Kılıçdaroğlu'nun üzerinde durduğu diğer konu ise, Terörsüz Türkiye sürecinde CHP'nin gereğini yapmadığı... Bir hafta önce "İsrail ve Amerika belasını defetmek" diyerek ifade ettiği görüşlerini, bu sefer "Buradaki konu, komisyon veya adaya ziyaret değildir. Suriye başta olmak üzere Ortadoğu coğrafyasındaki diğer ülkelerde yaşayan kardeşlerimizi devletimize karşı kullanmak için birçok planı olan emperyal güçlerin tehlikesini boşa düşürmektir. Cumhuriyet Halk Partisi bu konu ve tehlike üzerine bir yol haritası çizmeli ve milletimize anlatmalıdır. Türkiye'nin en önemli sorunlarından birinin çözüm sürecinde CHP istikamet çizici olmalıdır." sözleriyle biraz daha açmış oldu.

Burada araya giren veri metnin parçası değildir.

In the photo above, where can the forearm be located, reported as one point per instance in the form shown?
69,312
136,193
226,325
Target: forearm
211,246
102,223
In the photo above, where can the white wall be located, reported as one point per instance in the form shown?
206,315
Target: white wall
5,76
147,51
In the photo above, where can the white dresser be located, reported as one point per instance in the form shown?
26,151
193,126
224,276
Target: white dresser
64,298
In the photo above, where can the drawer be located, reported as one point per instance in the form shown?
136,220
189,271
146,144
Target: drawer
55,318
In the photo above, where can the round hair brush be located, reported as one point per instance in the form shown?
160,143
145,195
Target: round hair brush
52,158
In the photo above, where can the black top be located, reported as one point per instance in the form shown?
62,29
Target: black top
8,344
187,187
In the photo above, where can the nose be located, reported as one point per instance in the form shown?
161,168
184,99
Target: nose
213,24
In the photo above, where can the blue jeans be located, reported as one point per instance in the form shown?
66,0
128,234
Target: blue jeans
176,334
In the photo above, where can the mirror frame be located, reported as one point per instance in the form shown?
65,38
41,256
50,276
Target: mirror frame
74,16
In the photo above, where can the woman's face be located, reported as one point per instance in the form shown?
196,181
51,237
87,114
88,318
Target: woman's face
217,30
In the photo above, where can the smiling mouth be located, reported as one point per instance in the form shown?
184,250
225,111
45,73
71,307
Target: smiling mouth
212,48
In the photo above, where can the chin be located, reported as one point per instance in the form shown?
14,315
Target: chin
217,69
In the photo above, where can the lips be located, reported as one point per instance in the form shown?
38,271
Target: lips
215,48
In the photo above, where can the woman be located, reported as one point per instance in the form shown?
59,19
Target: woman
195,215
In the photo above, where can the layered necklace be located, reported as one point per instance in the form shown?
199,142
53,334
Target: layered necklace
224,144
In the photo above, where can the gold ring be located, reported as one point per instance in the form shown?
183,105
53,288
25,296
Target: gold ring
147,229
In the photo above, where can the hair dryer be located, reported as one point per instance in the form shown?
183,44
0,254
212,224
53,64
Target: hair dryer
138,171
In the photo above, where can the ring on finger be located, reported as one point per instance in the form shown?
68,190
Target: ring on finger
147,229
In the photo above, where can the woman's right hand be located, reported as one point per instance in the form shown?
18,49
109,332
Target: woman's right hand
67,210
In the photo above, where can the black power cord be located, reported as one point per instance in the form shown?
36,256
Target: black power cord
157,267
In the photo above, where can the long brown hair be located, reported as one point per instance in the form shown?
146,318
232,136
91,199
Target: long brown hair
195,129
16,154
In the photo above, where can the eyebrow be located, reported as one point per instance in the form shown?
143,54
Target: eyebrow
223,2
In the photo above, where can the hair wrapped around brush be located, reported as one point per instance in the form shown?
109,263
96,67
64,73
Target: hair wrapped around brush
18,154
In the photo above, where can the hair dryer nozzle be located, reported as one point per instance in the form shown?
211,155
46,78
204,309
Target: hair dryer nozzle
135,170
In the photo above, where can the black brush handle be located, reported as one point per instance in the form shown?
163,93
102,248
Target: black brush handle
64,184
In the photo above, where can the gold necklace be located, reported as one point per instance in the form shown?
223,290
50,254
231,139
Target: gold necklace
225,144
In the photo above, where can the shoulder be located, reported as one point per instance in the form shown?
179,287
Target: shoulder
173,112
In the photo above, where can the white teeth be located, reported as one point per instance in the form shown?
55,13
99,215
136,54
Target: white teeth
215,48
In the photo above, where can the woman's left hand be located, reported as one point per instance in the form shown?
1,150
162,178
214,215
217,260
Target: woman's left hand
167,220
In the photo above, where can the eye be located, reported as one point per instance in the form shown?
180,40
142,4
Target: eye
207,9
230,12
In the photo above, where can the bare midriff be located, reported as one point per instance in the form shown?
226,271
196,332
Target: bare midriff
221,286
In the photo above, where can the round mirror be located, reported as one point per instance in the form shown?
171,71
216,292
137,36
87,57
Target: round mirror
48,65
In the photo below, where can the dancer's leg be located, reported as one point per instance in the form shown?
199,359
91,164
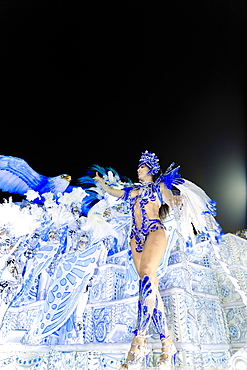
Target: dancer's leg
146,264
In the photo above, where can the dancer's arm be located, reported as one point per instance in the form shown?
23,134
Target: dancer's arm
110,190
168,196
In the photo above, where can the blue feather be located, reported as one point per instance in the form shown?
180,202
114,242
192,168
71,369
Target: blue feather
16,176
171,177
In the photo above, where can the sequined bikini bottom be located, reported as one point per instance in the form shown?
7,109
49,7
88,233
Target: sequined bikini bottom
140,236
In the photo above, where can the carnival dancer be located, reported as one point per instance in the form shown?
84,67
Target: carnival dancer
148,241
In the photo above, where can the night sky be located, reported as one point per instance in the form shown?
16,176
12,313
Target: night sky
101,82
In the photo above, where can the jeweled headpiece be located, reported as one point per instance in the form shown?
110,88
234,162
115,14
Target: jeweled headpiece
150,160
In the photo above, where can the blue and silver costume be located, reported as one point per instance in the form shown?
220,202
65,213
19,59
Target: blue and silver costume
148,192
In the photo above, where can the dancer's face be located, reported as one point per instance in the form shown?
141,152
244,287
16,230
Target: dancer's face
142,173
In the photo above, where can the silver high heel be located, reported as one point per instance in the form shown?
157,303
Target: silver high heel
168,362
138,358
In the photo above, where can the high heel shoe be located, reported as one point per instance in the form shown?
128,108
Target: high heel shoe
136,362
167,362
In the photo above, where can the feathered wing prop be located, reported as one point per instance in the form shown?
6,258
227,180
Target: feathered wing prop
16,176
198,209
94,190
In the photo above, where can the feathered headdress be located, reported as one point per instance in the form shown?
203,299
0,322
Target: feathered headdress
150,160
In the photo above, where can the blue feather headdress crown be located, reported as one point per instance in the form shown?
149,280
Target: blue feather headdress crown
150,160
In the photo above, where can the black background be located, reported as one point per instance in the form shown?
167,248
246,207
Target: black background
102,82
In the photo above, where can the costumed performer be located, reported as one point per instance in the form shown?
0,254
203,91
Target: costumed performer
148,241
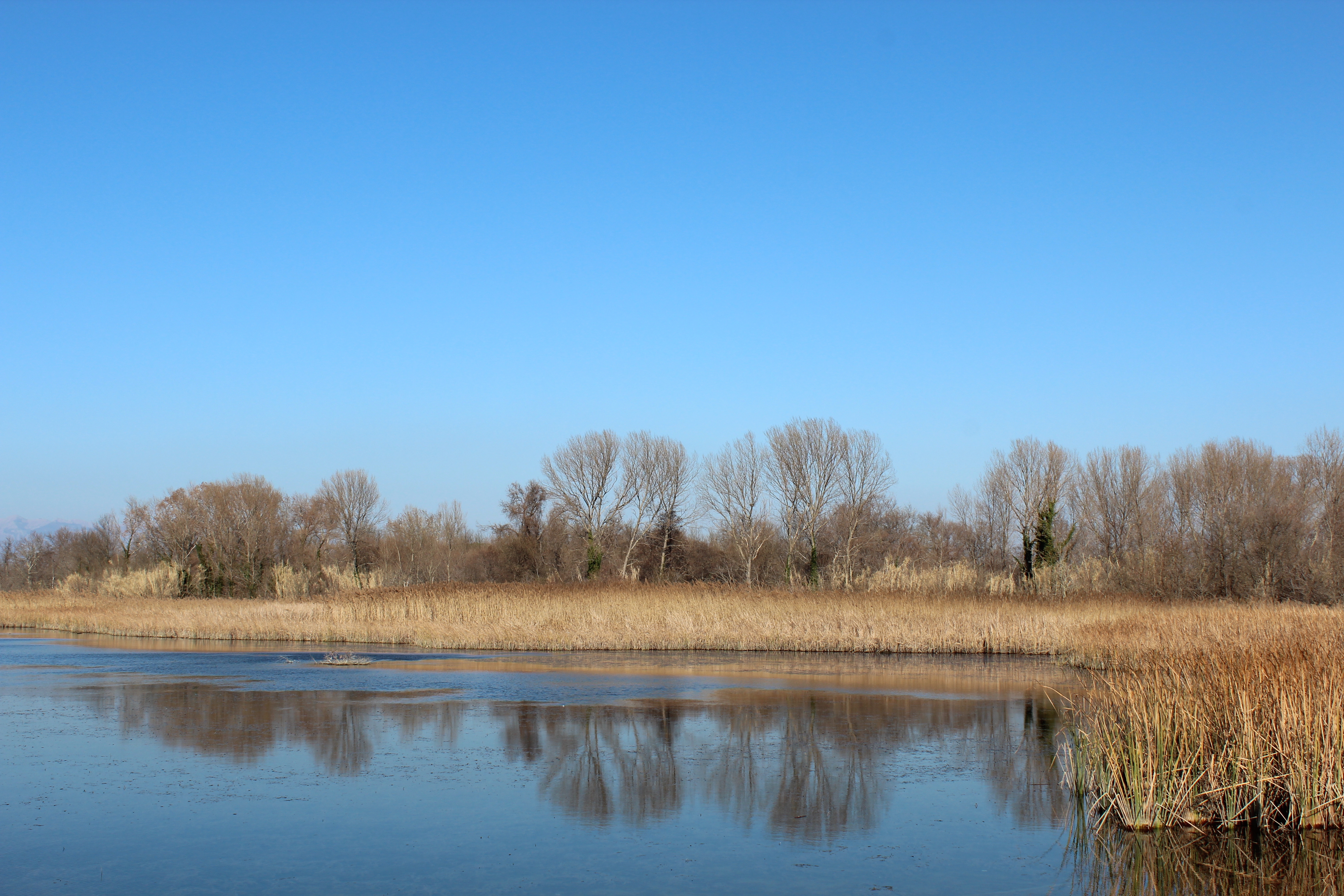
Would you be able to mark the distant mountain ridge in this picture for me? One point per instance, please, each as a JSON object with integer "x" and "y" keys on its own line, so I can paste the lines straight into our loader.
{"x": 21, "y": 527}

Doğrusu bu satırları okuyunca, Kılıçdaroğlu'ndan acaba kaç kere "Ortadoğu bataklığı" lafını duyduk ya da "Ne işimiz var Suriye'de?" minvalinde sözler işittik diye düşündüm. Genel başkanlık koltuğunda oturduğu 14 yıl boyunca iktidar partisinin bölge politikalarına, 2012–2015 çözüm sürecine, Suriye'nin kuzeyine gerçekleştirilen harekâtlara hep itiraz etti. PKK'ya karşı yapılacak sınır ötesi operasyon için istenen tezkereye bile "hayır" dedi. Bugün Türkiye'nin PKK terörünü tamamen ortadan kaldıracak ve Türkiye'nin güneyinde ekonomik, stratejik derinliğini artıracak bir politik vizyonun hararetli savunucusu olduğunu görmek doğrusu şaşırtıcı.
ABD destekli PYD'nin Suriye'de genişleme politikasını Kılıçdaroğlu Türkiye için hiç de mahsurlu görmezken, selefi Deniz Baykal bu genişlemenin Türkiye için ne kadar tehlikeli olduğuna dikkat çekiyordu.
İnsan sormadan edemiyor; CHP genel başkanlarının Türkiye'nin millî menfaatlerini öncelemeleri için genel başkanlık koltuğundan düşmeleri mi gerekiyor?